Sharon G. Bernard scite author profile

Monocytes and macrophages are key drivers in the pathogenesis of inflammatory diseases. Epigenetic targets have been shown to control the transcriptional profile and phenotype of these cells. Since histone deacetylase protein inhibitors demonstrate profound anti-inflammatory activity, we wanted to test whether HDAC inhibition within monocytes and macrophages could be applied to suppress inflammation in vivo. ESM technology conjugates an esterase-sensitive motif (ESM) onto small molecules to allow targeting of cells that express carboxylesterase 1 (CES1), such as mononuclear myeloid cells. This study utilized an ESM-HDAC inhibitor to target monocytes and macrophages in mice in both an acute response model and an atherosclerosis model. We demonstrate that the molecule blocks the maturation of peritoneal macrophages and inhibits pro-inflammatory cytokine production in both models but to a lesser extent in the atherosclerosis model.
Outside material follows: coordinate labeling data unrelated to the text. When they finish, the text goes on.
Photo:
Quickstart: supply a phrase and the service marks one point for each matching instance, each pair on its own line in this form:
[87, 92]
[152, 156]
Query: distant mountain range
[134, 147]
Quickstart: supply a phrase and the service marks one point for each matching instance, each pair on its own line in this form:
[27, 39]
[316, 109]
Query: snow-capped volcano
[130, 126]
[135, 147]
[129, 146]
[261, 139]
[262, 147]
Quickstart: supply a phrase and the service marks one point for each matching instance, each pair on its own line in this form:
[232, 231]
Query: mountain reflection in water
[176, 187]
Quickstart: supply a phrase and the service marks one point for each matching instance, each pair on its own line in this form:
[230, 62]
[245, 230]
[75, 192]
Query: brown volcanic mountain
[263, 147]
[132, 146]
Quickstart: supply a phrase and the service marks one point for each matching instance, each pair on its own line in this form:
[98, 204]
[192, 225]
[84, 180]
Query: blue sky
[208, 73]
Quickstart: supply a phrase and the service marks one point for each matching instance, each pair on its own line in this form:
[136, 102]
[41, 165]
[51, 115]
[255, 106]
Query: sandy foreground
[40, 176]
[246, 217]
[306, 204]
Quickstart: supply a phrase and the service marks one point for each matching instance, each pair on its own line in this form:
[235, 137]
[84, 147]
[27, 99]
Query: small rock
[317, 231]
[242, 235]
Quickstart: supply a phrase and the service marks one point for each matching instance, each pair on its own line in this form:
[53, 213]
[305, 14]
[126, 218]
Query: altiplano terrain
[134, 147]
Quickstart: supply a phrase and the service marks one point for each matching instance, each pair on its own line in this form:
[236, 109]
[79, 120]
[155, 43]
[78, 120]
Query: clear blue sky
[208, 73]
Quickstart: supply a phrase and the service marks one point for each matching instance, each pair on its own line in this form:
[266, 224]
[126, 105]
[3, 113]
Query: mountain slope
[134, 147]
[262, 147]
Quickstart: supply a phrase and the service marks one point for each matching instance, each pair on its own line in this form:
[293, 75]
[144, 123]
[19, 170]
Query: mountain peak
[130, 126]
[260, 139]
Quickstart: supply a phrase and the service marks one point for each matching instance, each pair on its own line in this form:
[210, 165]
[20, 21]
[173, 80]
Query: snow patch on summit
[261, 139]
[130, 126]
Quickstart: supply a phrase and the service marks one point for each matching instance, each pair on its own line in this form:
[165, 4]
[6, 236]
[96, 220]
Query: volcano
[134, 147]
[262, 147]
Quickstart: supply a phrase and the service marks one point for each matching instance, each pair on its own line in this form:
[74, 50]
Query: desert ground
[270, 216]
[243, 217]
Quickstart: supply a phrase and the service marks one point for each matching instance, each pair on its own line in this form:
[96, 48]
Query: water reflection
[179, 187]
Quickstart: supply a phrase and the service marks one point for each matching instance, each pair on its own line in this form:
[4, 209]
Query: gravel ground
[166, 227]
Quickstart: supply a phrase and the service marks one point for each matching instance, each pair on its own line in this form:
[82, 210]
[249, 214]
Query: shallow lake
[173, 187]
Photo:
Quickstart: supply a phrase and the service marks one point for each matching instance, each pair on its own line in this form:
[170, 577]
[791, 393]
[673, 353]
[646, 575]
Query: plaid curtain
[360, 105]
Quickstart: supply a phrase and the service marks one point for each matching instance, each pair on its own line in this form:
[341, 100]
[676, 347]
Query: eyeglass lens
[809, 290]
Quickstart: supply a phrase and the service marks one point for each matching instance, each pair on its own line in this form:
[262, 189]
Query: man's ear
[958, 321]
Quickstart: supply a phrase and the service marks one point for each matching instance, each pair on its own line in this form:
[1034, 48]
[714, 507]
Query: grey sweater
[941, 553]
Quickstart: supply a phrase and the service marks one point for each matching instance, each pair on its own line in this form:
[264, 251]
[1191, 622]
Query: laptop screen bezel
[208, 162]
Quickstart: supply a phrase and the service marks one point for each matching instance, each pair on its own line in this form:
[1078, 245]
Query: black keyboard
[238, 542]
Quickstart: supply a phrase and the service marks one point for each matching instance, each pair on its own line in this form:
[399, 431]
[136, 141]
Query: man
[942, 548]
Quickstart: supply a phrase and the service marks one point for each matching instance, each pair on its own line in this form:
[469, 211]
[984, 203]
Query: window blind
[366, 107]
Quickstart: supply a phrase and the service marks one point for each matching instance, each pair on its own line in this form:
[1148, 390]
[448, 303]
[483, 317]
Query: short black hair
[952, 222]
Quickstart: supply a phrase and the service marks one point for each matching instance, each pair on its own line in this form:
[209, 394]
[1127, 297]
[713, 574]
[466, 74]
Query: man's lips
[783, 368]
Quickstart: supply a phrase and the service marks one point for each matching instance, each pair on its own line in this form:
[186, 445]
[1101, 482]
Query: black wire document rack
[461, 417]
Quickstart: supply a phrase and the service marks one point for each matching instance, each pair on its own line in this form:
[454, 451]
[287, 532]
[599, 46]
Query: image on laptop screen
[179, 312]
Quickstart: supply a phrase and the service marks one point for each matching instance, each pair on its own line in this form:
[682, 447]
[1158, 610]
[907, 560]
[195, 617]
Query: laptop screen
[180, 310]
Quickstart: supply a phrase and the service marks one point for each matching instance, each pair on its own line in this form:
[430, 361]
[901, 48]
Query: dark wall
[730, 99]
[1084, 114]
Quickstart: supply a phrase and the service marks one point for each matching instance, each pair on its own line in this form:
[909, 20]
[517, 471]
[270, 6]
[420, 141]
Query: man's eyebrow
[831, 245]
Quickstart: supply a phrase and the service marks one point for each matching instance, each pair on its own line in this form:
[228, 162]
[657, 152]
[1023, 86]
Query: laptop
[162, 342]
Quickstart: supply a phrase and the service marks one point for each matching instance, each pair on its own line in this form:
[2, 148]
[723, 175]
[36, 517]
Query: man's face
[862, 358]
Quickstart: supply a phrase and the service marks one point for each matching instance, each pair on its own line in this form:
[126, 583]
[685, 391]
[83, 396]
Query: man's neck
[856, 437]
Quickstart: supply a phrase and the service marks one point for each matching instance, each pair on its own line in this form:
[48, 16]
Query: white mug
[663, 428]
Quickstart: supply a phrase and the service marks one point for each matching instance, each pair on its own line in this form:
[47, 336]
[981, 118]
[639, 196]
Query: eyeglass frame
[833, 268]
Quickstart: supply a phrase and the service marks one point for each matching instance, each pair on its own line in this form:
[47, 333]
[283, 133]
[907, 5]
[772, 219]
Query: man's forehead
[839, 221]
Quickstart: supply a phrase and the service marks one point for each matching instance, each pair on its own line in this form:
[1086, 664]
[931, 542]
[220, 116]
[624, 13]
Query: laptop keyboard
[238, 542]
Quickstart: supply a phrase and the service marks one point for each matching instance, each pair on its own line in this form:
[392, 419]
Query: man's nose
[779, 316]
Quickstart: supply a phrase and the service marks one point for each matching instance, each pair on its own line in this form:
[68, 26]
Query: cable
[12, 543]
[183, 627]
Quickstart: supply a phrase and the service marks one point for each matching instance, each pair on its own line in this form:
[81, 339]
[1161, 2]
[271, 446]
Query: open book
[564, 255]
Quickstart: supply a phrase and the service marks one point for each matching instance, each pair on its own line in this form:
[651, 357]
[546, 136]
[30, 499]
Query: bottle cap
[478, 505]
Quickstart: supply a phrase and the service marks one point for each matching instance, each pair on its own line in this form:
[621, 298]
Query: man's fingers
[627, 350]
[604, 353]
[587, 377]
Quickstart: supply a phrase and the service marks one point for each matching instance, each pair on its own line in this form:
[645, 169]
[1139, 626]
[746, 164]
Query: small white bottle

Despite regulating the inflammatory response, ESM-HDAC528 did not significantly affect plaque size or phenotype, although histological classification of the plaques demonstrated a significant shift to a less severe phenotype. We hereby show that HDAC inhibition in myeloid cells impairs the maturation and activation of peritoneal macrophages but shows limited efficacy in a model of atherosclerosis.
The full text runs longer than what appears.